PHYS 3154
Observational Astrophysics

J. H. Simonetti
[Small Radio Telescope] [14-inch Telescope]
PHYS 3154 Observational Astrophysics: Coordinate Epochs

Dates and Standard Coordinate Epochs

The current standard epoch of equatorial coordinates is J2000.0 which refers to the RA and Dec of an object on 2000 Jan 1 12UT also called 2000 Jan 1.5 (= noon time UT on January 1, 2000).

This is a Julian epoch, denoted by the "J". It is a Julian epoch since it is 100 x 365.25 days since the standard epoch J1900.0 = 1900 Jan 0 12UT = JD2415020.0 = 12 hours after 1900 Jan 0 UT = 12 hours after 0 UT between Dec 30 and Dec 31 1899 (!).

Digression: This counting from midnight between Dec 30 and Dec 31 is used since it means that after 1 day has elapsed you find yourself at the start of Jan *1* 0UT --- so the Jan 1 date is what everyone commonly knows as labeling the first day of the month of January: all events on that day occur on Jan 1 at some UT>0 (Duffett-Smith, Practical Astronomy with Your Calculator, p. 6).

Thus, RA and Dec J2000.0 are the apparent RA and Dec on 2000 Jan 1 12UT = JD2451545.0.

By contrast, RA and Dec B1950.0 (the old system) refer to apparent RA and Dec on 1950 Jan 0.923 = JD2433282.423 (Astronomical Almanac, Section B, Julian Date) = 1949 Dec 31 22.09 UT ( The "B" in B1950 refers to a Besselian epoch.

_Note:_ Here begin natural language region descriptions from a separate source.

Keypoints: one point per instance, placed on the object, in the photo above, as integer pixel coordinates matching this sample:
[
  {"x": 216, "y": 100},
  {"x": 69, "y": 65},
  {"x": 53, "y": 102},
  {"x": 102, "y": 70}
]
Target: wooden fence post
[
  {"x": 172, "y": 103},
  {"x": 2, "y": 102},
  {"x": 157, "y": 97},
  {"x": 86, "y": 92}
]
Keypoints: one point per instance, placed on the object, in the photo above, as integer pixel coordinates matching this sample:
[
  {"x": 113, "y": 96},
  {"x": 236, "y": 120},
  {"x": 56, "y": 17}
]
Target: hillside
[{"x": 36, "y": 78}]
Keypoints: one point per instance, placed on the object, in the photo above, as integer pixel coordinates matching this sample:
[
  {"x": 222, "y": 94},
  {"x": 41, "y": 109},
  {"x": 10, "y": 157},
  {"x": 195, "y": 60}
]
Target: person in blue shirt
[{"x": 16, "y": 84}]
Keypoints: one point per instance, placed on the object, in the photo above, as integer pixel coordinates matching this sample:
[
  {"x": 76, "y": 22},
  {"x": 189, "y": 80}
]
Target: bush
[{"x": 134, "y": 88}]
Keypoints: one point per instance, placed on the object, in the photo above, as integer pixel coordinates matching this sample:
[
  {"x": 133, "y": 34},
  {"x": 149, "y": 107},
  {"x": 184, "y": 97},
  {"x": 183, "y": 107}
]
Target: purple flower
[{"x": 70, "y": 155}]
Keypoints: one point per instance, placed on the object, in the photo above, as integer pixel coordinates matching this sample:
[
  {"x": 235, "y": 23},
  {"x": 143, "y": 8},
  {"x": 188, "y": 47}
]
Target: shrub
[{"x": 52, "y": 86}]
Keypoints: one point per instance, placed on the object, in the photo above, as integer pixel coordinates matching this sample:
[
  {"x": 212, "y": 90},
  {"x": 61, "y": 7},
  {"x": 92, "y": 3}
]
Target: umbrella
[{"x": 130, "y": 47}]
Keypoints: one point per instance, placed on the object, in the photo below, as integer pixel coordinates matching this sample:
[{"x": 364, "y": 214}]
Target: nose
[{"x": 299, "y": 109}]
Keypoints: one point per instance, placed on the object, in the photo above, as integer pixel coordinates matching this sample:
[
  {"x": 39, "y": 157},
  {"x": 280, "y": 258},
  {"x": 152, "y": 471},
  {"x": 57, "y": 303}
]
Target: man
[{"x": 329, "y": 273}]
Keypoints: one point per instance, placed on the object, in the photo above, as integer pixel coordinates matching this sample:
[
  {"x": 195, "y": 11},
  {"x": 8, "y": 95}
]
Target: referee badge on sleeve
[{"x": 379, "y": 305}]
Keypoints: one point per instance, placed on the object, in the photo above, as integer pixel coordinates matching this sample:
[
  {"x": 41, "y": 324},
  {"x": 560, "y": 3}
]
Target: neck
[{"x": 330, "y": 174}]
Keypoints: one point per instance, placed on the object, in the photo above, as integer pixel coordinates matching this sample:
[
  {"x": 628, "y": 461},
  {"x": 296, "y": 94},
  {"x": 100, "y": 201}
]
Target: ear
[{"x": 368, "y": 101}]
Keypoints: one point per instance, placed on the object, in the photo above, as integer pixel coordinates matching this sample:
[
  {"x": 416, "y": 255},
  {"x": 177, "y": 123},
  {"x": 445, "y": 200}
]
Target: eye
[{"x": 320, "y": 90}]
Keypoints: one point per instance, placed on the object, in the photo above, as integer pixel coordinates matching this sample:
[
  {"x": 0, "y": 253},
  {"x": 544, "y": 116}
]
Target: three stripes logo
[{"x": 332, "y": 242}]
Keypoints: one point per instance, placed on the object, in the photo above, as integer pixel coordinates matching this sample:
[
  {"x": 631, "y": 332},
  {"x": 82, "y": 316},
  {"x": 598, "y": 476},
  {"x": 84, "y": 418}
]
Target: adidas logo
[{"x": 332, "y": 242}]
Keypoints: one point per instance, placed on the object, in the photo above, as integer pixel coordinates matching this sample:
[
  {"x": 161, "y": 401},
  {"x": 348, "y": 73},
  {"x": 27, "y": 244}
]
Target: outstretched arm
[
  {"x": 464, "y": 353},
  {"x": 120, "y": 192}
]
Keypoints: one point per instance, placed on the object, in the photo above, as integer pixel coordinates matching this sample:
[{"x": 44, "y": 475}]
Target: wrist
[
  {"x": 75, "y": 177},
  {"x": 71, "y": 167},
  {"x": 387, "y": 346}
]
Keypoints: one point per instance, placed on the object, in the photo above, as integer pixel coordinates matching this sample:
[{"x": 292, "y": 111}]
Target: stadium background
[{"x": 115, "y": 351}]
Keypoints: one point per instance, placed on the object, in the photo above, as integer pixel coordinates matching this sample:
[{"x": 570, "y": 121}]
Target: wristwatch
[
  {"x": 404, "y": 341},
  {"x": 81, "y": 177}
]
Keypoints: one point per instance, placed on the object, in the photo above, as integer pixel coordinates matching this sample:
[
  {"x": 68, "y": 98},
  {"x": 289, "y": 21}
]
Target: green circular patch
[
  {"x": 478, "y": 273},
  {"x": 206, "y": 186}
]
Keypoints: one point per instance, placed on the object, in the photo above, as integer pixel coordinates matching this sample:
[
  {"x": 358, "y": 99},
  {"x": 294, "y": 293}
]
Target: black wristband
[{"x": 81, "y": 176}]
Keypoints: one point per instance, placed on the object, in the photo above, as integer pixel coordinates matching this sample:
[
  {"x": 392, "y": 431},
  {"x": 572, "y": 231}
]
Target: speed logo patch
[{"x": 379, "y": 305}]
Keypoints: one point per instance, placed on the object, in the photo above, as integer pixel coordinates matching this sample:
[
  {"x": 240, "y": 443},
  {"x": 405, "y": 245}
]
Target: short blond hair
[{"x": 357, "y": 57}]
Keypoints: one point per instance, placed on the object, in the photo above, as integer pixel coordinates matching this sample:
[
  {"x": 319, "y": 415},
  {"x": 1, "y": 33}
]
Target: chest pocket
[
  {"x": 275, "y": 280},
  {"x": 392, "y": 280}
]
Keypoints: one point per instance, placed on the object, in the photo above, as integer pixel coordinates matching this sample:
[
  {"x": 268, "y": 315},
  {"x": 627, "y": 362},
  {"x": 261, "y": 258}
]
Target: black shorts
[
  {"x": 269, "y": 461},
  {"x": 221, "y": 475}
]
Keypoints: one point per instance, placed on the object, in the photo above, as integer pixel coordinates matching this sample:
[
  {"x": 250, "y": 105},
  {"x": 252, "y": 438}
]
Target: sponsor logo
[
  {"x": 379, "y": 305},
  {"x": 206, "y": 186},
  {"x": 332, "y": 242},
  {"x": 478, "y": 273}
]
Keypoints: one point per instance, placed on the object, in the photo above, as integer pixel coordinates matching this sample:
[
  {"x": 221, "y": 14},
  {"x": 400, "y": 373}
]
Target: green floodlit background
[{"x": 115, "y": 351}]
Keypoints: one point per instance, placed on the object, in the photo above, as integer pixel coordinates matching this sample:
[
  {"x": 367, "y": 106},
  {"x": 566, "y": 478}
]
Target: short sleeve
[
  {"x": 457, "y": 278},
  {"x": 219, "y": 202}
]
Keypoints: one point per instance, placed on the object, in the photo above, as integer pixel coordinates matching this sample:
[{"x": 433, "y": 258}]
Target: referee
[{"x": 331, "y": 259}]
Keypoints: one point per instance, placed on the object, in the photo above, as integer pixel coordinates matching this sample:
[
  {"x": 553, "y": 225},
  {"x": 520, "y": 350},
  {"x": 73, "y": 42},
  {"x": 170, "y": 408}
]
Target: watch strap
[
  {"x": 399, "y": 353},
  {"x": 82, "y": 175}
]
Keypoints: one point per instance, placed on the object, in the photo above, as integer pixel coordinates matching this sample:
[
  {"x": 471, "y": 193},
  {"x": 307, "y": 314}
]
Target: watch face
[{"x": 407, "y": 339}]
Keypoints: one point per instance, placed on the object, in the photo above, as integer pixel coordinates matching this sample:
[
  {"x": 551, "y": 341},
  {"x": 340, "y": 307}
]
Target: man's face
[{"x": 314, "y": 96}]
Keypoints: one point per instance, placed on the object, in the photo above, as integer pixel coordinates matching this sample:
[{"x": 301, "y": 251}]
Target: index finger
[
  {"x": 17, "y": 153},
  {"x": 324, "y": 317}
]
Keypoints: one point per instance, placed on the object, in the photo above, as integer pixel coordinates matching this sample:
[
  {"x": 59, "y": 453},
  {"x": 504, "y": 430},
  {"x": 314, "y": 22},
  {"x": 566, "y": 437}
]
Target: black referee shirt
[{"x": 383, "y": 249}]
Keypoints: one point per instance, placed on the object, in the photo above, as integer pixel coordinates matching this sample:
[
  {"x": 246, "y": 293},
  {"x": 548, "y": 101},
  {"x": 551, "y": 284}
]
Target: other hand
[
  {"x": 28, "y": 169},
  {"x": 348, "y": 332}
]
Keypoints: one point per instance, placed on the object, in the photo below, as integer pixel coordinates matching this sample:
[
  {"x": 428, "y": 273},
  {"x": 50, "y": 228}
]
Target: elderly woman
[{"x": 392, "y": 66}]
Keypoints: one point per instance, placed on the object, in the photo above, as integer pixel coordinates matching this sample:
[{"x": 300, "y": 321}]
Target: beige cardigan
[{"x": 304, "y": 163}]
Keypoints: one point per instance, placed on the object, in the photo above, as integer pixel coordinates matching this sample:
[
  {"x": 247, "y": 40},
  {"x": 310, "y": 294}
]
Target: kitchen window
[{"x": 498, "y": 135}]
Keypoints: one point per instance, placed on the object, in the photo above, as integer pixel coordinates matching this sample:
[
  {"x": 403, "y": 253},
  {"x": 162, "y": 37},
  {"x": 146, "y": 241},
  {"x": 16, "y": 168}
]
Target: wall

Footnote: The Besselian system of time measured time in (tropical) years, and specifies a moment by giving the year and decimal fraction of year. This system has two problems: first, the tropical year varies in length slowly, and second, the beginnings of years in this sytem do not correspond to Julian dates, convenient for dynamical astronomy. The Besselian system has been replaced by a system whereby 100 years is exactly 32525 days (1 Julian century) and in which 1900.0 corresponds to 1900 Jan 0.5 (Explanatory Supplement to the Astronomical Alamanac, p. 8).